Montag, 18. Mai 2015

[Rezension] Hanna Winter – Stirb

Seitenzahl: 343
Preis: 8,99 €
Kaufen: Amazon, Thalia


Gerade hat sich Lara Simons ihren großen Traum vom eigenen Café erfüllt, da wird sie in einer dunklen Nacht brutal überfallen. Sie entkommt in letzter Sekunde. Was Lara nicht weiß: Der Täter kennt sie. Von früher. Und er kannte ihre Mutter. Lara flüchtet mit ihrer kleinen Tochter von Berlin auf die Insel Rügen. Aber der Killer holt sie ein, und dieses Mal hat er kein Erbarmen ...


„Das Warten erschien ihm von Minute zu Minute unerträglicher.“


„Stirb“ beginnt wie viele Thriller direkt mit einem Mord, sodass die Spannung bereits auf den ersten Seiten sehr hoch ist. Nach und nach werden die Hintergründe bekannt und die Protagonisten in das Geschehen eingeführt. Die Charaktere sind dabei interessant und facettenreich gestaltet.
Der Schreibstil von Hanna Winter ist sehr gut. Sie schreibt flüssig und es fällt nicht schwer dem Geschehen zu folgen. „Stirb“ ist nach „Die Spur der Kinder“ bereits mein zweiter Roman von ihr.
Wer der Täter ist, bleibt bis kurz vorm Ende ein Rätsel, trotzdem wird sein Motiv in vorherigen Kapiteln aus seiner Sicht nachvollziehbar geschildert.

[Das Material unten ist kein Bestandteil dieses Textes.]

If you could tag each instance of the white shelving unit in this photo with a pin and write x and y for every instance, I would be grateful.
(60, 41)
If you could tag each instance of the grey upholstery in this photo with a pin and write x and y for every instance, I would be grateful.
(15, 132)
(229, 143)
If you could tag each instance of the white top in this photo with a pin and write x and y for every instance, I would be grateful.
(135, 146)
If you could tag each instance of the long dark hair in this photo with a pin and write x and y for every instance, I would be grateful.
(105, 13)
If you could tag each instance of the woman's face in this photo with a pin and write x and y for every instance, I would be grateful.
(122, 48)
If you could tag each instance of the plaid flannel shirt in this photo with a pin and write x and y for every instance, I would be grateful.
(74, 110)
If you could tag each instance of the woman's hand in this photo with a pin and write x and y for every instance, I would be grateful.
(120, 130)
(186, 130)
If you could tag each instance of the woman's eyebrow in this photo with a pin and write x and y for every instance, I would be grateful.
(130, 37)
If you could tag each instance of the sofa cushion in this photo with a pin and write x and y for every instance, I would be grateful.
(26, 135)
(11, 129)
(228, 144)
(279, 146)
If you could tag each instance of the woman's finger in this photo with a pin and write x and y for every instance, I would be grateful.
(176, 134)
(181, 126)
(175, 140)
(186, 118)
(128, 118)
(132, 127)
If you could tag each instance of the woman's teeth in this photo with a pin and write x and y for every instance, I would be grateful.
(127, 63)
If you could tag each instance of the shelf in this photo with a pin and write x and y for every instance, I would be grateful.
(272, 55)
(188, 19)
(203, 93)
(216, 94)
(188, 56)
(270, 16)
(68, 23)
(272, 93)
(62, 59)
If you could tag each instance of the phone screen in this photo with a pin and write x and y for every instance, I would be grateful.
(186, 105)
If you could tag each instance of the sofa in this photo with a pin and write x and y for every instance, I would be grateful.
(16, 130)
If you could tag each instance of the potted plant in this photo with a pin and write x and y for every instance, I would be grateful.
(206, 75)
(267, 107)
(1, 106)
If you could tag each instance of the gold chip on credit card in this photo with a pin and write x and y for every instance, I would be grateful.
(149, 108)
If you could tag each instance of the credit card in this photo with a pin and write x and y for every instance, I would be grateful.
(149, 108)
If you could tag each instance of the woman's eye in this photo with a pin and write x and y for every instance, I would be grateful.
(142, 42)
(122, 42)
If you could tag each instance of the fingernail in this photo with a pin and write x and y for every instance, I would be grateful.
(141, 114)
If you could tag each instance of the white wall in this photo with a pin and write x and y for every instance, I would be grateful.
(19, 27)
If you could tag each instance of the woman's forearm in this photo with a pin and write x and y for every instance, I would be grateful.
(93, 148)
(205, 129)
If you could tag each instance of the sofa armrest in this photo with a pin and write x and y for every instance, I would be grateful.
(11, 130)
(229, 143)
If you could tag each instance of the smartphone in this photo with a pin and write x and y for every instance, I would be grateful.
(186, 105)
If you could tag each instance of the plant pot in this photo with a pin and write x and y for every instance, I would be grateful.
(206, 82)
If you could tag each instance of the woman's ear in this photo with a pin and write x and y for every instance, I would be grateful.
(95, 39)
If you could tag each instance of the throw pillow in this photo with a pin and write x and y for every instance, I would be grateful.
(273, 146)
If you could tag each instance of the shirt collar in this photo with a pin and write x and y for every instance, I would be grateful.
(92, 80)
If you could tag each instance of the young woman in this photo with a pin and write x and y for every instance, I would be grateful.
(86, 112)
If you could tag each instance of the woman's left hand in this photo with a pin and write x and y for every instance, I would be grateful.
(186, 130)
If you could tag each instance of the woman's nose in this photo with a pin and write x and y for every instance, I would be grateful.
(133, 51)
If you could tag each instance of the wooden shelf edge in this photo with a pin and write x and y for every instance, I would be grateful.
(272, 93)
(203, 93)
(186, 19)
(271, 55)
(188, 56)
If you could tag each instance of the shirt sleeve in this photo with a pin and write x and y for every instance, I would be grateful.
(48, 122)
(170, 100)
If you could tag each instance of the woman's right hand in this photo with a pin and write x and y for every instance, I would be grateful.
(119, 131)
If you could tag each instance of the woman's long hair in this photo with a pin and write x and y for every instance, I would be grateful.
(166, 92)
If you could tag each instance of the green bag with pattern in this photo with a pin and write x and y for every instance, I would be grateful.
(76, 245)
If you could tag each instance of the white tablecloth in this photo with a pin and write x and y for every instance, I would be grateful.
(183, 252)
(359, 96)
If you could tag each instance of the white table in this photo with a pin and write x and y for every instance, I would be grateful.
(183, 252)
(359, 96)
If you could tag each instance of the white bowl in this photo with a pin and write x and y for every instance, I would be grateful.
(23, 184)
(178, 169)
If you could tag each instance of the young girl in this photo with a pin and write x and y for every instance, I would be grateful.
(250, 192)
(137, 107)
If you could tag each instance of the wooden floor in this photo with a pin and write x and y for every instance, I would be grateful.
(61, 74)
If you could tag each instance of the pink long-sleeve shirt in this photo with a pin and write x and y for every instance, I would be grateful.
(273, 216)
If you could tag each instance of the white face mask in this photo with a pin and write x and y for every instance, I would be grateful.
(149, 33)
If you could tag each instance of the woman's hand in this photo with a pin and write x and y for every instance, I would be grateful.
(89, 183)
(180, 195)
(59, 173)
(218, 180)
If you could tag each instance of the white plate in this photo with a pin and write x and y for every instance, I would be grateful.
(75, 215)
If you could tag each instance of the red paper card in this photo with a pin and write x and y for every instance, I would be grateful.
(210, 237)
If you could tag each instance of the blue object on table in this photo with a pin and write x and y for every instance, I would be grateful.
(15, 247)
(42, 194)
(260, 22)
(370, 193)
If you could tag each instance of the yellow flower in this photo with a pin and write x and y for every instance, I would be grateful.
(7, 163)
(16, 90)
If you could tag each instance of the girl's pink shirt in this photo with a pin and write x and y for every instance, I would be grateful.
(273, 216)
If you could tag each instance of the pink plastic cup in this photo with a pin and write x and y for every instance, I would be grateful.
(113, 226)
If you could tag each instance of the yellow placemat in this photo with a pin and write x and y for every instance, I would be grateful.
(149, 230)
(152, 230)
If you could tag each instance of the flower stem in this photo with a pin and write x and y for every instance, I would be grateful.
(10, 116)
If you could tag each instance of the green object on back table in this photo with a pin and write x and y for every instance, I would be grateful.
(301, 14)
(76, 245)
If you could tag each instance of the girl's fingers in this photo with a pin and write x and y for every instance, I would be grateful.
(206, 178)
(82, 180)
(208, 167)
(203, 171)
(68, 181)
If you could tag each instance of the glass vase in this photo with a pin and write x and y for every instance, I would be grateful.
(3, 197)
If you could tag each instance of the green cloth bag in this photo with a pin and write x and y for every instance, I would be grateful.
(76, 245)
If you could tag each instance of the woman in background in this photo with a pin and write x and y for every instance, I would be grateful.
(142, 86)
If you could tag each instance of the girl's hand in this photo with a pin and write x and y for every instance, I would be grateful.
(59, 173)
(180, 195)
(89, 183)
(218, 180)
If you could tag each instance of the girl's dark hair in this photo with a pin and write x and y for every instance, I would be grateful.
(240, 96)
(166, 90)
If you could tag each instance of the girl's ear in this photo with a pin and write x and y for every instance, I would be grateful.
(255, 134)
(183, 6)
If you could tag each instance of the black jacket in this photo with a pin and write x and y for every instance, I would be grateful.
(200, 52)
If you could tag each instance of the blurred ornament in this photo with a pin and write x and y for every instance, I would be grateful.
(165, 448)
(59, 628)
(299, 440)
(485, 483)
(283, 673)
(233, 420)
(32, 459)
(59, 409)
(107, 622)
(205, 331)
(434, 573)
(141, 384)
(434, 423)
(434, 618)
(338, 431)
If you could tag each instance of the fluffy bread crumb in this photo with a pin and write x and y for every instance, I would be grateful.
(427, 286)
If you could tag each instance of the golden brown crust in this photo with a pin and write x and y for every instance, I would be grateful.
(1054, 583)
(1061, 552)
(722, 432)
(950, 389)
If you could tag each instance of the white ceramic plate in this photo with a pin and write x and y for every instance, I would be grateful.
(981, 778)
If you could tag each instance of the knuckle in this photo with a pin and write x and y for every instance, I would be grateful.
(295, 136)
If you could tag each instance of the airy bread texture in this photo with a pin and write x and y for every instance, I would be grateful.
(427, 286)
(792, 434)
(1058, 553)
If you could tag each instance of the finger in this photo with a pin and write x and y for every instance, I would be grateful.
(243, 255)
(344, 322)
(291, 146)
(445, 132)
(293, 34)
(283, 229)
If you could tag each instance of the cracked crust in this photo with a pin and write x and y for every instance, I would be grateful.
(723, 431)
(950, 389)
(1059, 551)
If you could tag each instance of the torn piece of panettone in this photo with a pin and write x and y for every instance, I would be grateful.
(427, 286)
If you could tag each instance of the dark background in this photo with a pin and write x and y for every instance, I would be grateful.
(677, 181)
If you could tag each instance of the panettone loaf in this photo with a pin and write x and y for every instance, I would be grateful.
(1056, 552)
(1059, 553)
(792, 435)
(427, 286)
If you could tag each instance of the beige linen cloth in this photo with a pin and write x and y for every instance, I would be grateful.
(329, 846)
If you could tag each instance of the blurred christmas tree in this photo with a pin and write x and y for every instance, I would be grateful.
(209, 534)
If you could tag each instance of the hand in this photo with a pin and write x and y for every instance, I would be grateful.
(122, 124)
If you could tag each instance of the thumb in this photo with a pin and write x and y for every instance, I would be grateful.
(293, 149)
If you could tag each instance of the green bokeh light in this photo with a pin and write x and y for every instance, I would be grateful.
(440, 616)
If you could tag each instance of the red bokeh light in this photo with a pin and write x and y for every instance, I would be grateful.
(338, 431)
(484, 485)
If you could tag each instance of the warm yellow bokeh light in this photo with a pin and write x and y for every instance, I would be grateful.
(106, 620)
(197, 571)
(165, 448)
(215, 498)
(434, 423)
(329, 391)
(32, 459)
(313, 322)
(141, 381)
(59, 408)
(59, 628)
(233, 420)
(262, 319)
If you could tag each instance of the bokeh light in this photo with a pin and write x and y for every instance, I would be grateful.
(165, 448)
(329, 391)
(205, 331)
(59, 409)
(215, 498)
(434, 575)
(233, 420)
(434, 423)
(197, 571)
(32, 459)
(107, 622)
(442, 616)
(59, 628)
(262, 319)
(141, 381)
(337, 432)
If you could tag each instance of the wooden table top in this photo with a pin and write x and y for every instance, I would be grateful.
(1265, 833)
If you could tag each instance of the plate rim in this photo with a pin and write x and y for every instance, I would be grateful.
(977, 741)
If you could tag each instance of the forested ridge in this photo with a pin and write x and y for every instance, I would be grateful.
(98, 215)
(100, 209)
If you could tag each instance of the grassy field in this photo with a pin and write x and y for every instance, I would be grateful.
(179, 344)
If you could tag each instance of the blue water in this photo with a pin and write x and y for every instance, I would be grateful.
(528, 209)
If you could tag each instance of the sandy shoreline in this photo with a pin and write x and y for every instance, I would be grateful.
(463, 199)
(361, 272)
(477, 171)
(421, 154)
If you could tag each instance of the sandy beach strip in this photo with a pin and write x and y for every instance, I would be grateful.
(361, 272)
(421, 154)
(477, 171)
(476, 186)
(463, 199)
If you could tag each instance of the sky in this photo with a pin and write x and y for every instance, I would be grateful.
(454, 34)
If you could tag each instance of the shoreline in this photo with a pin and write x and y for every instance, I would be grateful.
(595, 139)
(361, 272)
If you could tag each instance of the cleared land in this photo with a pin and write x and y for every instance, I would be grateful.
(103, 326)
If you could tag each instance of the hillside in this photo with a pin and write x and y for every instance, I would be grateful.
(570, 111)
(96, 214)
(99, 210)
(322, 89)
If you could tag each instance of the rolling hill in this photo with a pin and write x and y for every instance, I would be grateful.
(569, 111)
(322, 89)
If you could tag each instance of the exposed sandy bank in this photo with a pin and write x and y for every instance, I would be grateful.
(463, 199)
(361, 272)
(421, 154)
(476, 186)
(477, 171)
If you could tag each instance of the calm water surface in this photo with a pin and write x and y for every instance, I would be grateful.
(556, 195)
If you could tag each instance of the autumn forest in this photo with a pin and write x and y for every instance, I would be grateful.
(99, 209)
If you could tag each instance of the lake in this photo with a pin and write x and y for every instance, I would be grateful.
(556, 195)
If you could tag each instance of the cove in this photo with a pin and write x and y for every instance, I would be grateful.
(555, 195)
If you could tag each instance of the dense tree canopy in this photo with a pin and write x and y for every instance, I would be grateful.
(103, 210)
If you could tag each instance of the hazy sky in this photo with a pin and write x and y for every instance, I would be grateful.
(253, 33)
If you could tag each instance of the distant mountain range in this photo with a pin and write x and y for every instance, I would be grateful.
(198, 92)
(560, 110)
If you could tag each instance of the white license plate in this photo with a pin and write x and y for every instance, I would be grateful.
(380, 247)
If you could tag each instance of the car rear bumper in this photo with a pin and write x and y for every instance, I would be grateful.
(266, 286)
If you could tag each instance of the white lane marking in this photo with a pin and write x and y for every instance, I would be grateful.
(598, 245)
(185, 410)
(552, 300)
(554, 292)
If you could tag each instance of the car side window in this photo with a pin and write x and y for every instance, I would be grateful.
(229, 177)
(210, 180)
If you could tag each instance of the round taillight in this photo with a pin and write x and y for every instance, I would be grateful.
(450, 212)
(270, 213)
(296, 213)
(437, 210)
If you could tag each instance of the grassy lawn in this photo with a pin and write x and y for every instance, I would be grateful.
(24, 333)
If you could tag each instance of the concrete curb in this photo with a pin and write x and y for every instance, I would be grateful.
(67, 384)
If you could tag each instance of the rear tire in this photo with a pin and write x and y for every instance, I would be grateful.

Es gibt genug Verdächtige, die zusätzlich die Spannung erhöhen. Die letztendlich Auflösung kam für mich überraschend, konnte mich jedoch leider nicht so sehr überzeugen wie der Rest vom Buch. Ich fand es unlogisch und zu sehr konstruiert.


„Stirb“ ist ein guter Thriller von einer großartigen Autorin, deren Ende mich jedoch leider nicht überzeugen konnte. Aber das ist sicher Geschmackssache und gut unterhalten wurde ich in jedem Fall.